The NCR’s Christian said in his parish, Church teaching were infused with a personalist communitarian worldview. Each person has an intrinsic dignity and worth, since we are made in the image and likeness of God. Today, this is the kind of reasoning that usually serves as a pretext for blindly accepting homosexuals and transgendered as they are. This plea seems to lack any true concern for their deviant behaviors and their immortal souls. He adds that our faith is communal.  It is not about me but we. As a result, Catholics seek communion…with all. The commandment to love one another, to treat others as a brother and sister, makes us both the eternal salvation and temporal well-being of every person. We seek communion, not only with God, but others as well.
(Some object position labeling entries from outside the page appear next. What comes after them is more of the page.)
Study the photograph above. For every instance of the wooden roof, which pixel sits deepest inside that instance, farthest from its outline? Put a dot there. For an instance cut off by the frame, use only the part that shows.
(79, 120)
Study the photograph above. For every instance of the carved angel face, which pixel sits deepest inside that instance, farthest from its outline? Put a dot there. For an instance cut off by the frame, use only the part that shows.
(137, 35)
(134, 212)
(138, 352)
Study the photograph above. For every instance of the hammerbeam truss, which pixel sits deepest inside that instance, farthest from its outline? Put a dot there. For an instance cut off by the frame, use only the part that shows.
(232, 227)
This is precisely what Professor Ruggerio warned against. The Left sees Social Justice and the affirmation of a near-absolute moral freedom, as an unwritten amendment that includes their partisan agenda to use the poor for their political gain. Traditionalists tend to view this kind of Social Justice as an abuse of Catholic teaching in favor of Marxist praxis. Christian fails to see this as a contradiction of the spirit and sometimes the letter of traditional Catholic moral teachings. 
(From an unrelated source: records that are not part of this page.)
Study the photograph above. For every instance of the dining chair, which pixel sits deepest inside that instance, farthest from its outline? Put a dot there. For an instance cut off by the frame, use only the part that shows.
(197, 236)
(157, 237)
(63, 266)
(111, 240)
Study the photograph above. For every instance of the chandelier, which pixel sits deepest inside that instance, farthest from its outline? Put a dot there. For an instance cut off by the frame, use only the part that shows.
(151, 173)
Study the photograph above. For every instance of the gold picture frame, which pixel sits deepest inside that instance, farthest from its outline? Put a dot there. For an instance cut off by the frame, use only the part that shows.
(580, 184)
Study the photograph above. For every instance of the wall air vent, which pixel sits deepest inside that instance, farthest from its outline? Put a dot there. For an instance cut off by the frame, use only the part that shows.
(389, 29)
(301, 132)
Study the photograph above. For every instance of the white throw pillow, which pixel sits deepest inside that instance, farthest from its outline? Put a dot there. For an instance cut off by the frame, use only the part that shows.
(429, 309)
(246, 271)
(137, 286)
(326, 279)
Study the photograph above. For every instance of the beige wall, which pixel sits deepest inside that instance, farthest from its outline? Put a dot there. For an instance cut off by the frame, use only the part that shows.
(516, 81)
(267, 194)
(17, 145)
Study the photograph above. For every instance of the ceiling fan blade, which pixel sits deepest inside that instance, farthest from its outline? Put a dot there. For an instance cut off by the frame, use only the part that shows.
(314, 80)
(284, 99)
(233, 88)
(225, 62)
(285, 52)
This situation has only gotten worse under the papacy of Pope Francis who condemned the culture of personal or collective individualism in the face of the Covid pandemic. Personally, I do not understand the pope’s statement. It seems contradictory and absent of any real facts. I can only guess that the pontiff was talking against those who fought the mandates to shut down economies, mandate masks and shots, and whose efficacy have been questioned ever since. 

Christian reveals his partisan agenda with his scathing attack on Republicans, whom he says worship free markets over the plight of the poor. It has fallen to Christian Democrats, who are uniformly committed to universal health care and state intervention to ensure that every person has quality, affordable health insurance… Since Christian wrote this, quality Health Care has been expanded by these Christian Democrats, a term I have never heard in American politics before, to include universal abortion from conception to even after birth.
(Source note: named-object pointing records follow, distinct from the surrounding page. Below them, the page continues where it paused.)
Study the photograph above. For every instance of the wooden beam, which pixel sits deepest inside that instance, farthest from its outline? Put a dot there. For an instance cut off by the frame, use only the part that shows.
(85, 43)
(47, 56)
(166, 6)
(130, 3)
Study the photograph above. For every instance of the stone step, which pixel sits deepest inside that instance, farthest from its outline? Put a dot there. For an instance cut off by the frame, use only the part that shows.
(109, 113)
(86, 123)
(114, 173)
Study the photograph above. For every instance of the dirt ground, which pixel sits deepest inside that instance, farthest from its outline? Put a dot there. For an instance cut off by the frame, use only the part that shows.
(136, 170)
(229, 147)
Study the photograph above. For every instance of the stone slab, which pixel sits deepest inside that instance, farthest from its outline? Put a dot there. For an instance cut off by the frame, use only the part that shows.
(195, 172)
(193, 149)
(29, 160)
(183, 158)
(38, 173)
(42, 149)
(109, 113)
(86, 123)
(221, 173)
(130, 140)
While Catholics pray together in Mass, there is no better kind of prayer than praying before the Blessed Sacrament in private or with a few other devout souls. It is moments like these, where we can open our hearts and minds to God with little distraction. This affords us with a deepness of faith. While I like praying with the parish community at Mass, my real thoughts of God come best when I am alone. When the moment of our individual deaths eventually comes, we will be alone, no matter how many other people are in our presence. Catholics have been lulled or even drugged by so-called good social works for humanity that they have lost sight of the fact that their individual salvation is not guaranteed.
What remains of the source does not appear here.